Denominada Lalaby, la app permite hacer un seguimiento del día a día de cada paciente. Lo hace a partir de la información recopilada por los sensores de su móvil y de otras fuentes guardadas en éste que permiten calcular su actividad física (movimiento y desplazamiento), interacción social (frecuencias de voz) y actividad en la red (cantidad de datos usados).

Lalaby permite también integrar cuestionarios, como por ejemplo el EORTC QLQ-C30 (European Organization for Research and Treatment of Cancer- QLQ-C30) ampliamente utilizado para evaluar la calidad de vida, así como que el o la paciente registre directamente las actividades que realiza (tareas del hogar, aseo personal, ver la TV, etc.), sus síntomas (vómitos, falta de aire, cansancio) y su nivel de dolor.

«Además, para guiar al paciente en su interacción con la app, Lalaby incluye un sistema de notificaciones que le recuerda qué información reportar en cada momento y le dirige con un clic a la pantalla que ha de utilizar«, ha explicado Ángel Sánchez García, investigador del grupo BDSLab del Instituto Universitario de Tecnologías de la Información y Comunicaciones (ITACA) de la Universitat Politècnica de València.
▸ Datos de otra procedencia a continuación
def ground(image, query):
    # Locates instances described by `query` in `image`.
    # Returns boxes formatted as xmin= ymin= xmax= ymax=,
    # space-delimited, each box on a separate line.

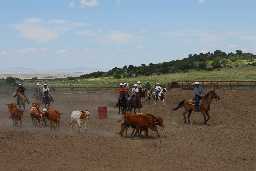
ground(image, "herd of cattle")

A partir de toda esta información, Lalaby permite obtener patrones de comportamiento del usuario y relacionarlos con indicadores de calidad de vida. «Dichos patrones pueden ser de gran ayuda, por ejemplo, para monitorizar posibles cambios anímicos, de actividad, síntomas, etc. en personas que inician un tratamiento oncológico, lo que ofrece a los médicos una información de gran valor para tomar las mejores decisiones posibles para el día a día del paciente», explica Juan Miguel García-Gómez, director del grupo BDSLab.

Uno de los aspectos más destacables de la app Lalaby, además de la integración y registro de toda la información del paciente que los médicos pueden consultar en el Cuadro de Mandos, es su diseño gráfico centrado en el usuario y su carácter intuitivo, «lo cual facilita mucho su uso y aceptación por parte de los pacientes», ha añadido Sabina Asensio-Cuesta, investigadora del grupo BDSLab.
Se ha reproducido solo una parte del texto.